Vintage-Based Formulations in Multi-Year Investment Modelling for Energy Systems
Ni Wang, Germ\'an Morales-Espa\~na

TL;DR
This paper compares existing multi-year energy investment models and introduces a new compact vintage formulation that balances modeling accuracy with computational efficiency, implemented in an open-source tool.
Contribution
The paper presents a novel compact vintage formulation that reduces model size while preserving year-specific investment details in energy system planning.
Findings
The compact formulation maintains fidelity of vintage models.
Implementation in TulipaEnergyModel.jl demonstrates practical applicability.

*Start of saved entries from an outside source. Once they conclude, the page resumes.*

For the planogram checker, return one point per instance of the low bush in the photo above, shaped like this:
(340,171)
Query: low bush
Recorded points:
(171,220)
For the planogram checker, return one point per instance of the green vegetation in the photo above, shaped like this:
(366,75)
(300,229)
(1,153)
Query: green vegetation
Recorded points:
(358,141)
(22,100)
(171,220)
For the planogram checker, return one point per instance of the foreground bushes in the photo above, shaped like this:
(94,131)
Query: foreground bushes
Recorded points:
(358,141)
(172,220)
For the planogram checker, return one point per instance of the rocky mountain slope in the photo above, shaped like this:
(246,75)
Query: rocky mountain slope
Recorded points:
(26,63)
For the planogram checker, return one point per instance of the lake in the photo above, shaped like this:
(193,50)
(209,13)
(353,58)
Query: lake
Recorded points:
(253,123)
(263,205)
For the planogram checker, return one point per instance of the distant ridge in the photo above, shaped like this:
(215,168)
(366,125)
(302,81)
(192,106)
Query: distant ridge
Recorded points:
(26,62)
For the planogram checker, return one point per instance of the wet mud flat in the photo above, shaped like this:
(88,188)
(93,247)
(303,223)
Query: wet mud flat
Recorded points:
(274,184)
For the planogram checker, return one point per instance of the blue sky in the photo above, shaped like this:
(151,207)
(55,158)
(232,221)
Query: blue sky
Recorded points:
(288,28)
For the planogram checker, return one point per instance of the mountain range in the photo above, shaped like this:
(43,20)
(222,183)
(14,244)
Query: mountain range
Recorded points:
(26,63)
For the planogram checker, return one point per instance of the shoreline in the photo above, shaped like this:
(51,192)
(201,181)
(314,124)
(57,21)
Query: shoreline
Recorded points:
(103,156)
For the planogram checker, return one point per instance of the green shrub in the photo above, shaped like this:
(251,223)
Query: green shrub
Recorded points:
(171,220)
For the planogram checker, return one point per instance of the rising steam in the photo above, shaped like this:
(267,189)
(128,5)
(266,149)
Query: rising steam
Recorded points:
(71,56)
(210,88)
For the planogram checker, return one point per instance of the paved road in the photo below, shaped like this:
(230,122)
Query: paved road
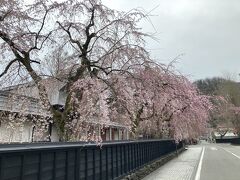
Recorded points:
(220,162)
(202,162)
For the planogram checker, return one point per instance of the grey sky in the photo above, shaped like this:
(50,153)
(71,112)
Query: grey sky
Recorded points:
(206,32)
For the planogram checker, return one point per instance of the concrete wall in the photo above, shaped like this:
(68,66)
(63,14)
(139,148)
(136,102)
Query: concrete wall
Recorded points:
(22,133)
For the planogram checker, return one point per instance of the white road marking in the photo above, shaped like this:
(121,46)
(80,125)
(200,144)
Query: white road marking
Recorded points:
(213,148)
(231,153)
(198,174)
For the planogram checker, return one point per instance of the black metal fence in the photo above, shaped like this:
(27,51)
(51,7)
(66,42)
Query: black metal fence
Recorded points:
(74,161)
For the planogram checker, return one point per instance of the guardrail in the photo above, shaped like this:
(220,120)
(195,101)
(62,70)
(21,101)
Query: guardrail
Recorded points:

Reduces computational complexity compared to traditional vintage methods.
Abstract
This paper reviews two established formulations for modelling multi-year energy investments: the simple method, which aggregates all capacity regardless of commissioning year, and the vintage method, which explicitly tracks investments by year to capture differences in technical parameters over time. While the vintage method improves modelling fidelity, it significantly increases model size. To address this, we propose a novel compact formulation that maintains the ability to represent year-specific characteristics while reducing the dimensionality of the model. The proposed compact formulation is implemented in the open-source model TulipaEnergyModel.jl and offers a tractable alternative for detailed long-term energy system planning.